For more information, please contact:

 

IP Group plc

www.ipgroupplc.com

Greg Smith, Chief Financial Officer
Liz Vaughan-Adams, Communications           

+44 (0) 20 7444 0050
+44 (0) 20 7444 0062/+44 (0) 7979 853802

Charlotte Street Partners


David Gaffney

+44 (0) 7854 609998

Andrew Wilson

+44 (0) 7810 636995

 

Notes for editors

 

About IP Group

 

IP Group is a leading intellectual property commercialisation company which focuses on evolving great ideas, mainly from its partner universities, into world-changing businesses. The Group has pioneered a unique approach to developing these ideas and the resulting businesses by providing access to business building expertise, capital (through its 100%-owned FCA-authorised subsidiaries IP Capital and Parkwalk Advisors), networks, recruitment and business support. IP Group has a strong track record of success and its portfolio comprises holdings in early-stage to mature businesses across life sciences and technology. IP Group is listed on the Main Market of the London Stock Exchange under the code IPO.

 

Group holdings in portfolio companies reflect the undiluted beneficial equity interest excluding debt, unless otherwise explicitly stated.

 

Important Information

 

This announcement is not for publication or distribution, directly or indirectly, in or into the United States (including its territories and possessions, any state of the United States and the District of Columbia), Australia, Canada, the Republic of South Africa, Japan or any other jurisdiction where to do so would constitute a violation of the relevant laws of such jurisdiction. The distribution of this announcement may be restricted by law in certain jurisdictions and persons into whose possession any document or other information referred to herein comes should inform themselves about and observe any such restriction. Any failure to comply with these restrictions may constitute a violation of the securities laws of any such jurisdiction.
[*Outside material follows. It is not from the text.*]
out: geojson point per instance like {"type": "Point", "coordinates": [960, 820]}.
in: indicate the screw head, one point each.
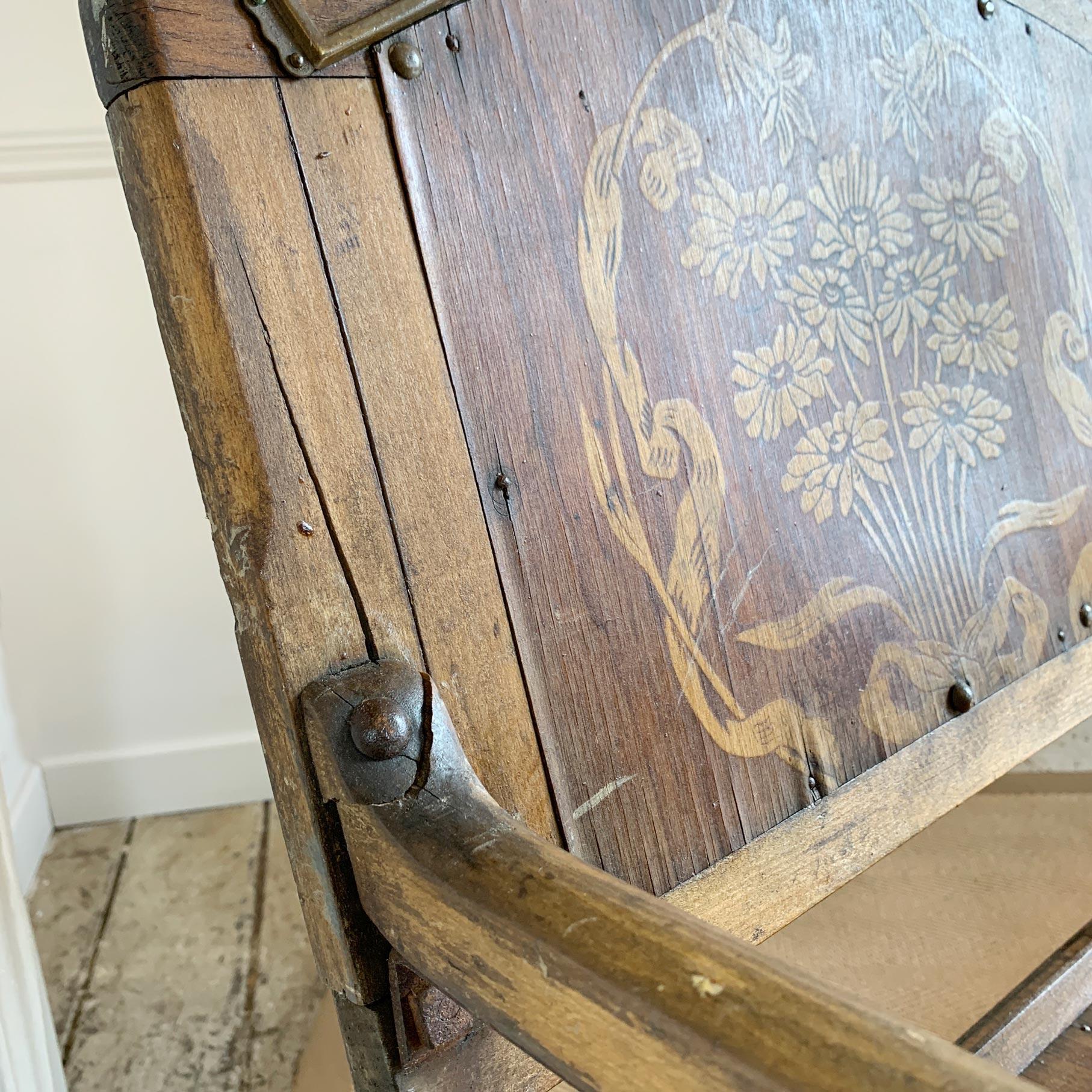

Neither this announcement shall form the basis of or constitute any offer or invitation to sell or issue, or any solicitation of any offer to purchase or subscribe for any Shares or any other securities nor shall it (or any part of it) or the fact of its distribution, form the basis of, or be relied on in connection with, any contract or commitment therefor.

 

In particular, this announcement does not constitute an offer to sell, or a solicitation of an offer to buy, securities in the United States. Securities may not be offered or sold in the United States absent registration under the U.S. Securities Act of 1933, as amended (the "Securities Act"), except pursuant to an available exemption from, or in a transaction not subject to, the registration requirements under the Securities Act. The Shares have not been, and will not be, registered under the Securities Act and there will be no public offer of the Shares in the United States.